Yesterday some of my fellow students and I had this homework assignment which, long story short, amounted to doing some changes of variables. One part of the problem in particular was not very transparent until we realized we were missing a factor of a Jacobian.
“I’m just going to write ‘The Jacobian enters in a natural way’ and present the conclusion as an accomplished fact.”, one of my friends said. Obviously it didn’t enter in anything approaching like a natural way, but if there’s one thing hard science books and papers like to do, it’s talk about hard stuff like it was easy. In that spirit, here’s some patented homework tricks I’ve seen. (This is not serious. Don’t try this at home or you will probably fail!)
1. Bluster. Given a proof to do, start with the given and work forward a few lines. Then work backward a few lines from the conclusion you’re supposed to prove. In the middle, write the word “trivially”.
2. Be green, recycle. Have to do an integral equation in a math methods class? Realize it’s the same as the scattering problem you’re doing in quantum mechanics class and reuse the answer. Actually you can really use this trick, it’s good to use the same knowledge across disciplines.
3. Shotgun approach. Write down everything you can think of that’s even vaguely related from the book. Something’s got to be right!
4. The Librarian. Make it a library science Ph.D. instead of a physical science Ph.D. by scouring every reference from Wikipedia to Spectrochimica Acta B in hopes that someone else will have already done your problem and written the answer for you.

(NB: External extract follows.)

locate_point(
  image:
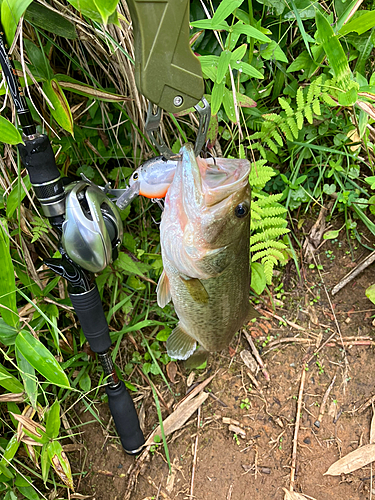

5. The Socialite. Make friends with all the older grad students and hope they remember how to do your problem.
Any others you’ve seen?
Of course if you’re really in school, you’re there to learn and the best thing to do is buckle down and learn it. After all, the whole point of science is to solve problems that no one has done before, so not only does school give you the tools, it gives you actual practice in solving difficult problems that happen to have been done before. Good luck, and don’t be a slacker!